Aish HaTorah Elevator Installation in Jerusalem


A custom panoramic elevator was installed in this learning center that overlooks the Western Wall in Jerusalem.

The Jewish Quarter in Jerusalem is home to religious institutes and residential complexes. The first building overlooking the Western Wall is the Aish HaTorah World Center, a Jewish learning organization with branches in 35 cities around the world. Aish HaTorah was renovated to preserve its long history in Jerusalem. The structure is built into the rocks and rises seven stories above the Western Wall Plaza.

Due to its cultural importance, each balcony and window in the Jewish Quarter strives to provide a view of the Western Wall and Temple Mount (another religious site). Therefore, Aish HaTorah committed to the municipality and neighbors not to have any structure on its roof, apart from the transparent railings and replica of the Jewish temple.

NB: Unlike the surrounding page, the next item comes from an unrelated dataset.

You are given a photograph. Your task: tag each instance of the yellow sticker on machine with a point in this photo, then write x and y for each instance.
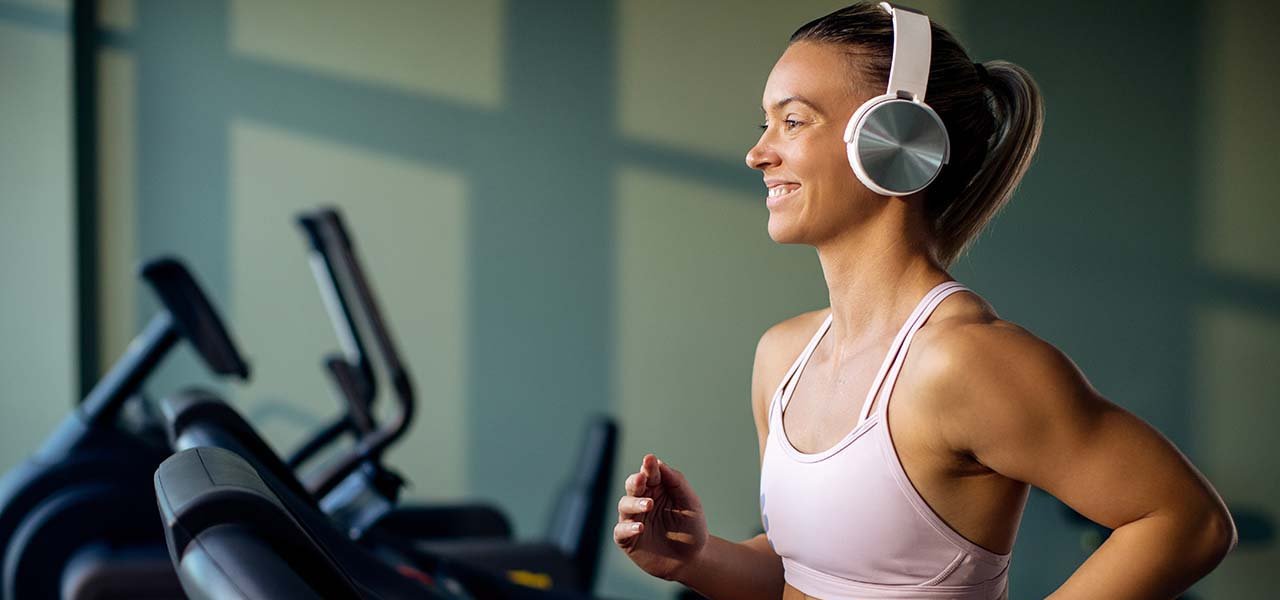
(528, 578)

The Aish HaTorah organization wanted to arrange events on the roof of the building, and required an elevator to travel directly to and from the rooftop, while leaving the roof floor level without any obtruding structure. The challenge was to design an elevator unique to its surroundings, while creating a discrete structure that blended in with the landscape around it. Aish HaTora selected ESL – Eng. S. – Lustig Consulting Engineers Ltd., an Israeli vertical-transportation consulting firm, to design the technically challenging elevator.

David De Mayo served as architect for the building’s redesign, and Buki Zuker served as both designer and architect. For the detailed design and execution, Electra Elevators, a member of the Electra Ltd. group and one of the largest elevator companies in Israel, was chosen. The Israel Standard Institute was nominated by Electra Elevators for the approval of all required safety systems. An elaborate risk analysis was conducted, due to the elevator’s unique roof landing, which features a relatively low glass railing.

Elevator Specifications

The elevator can transport up to 13 passengers at a speed of 1 mps, serving eight landings with a traveling height of 28.3 m. It is a traction-drive elevator, with its machine room below to the side, and features 2:1 underslung roping and variable-frequency motion control.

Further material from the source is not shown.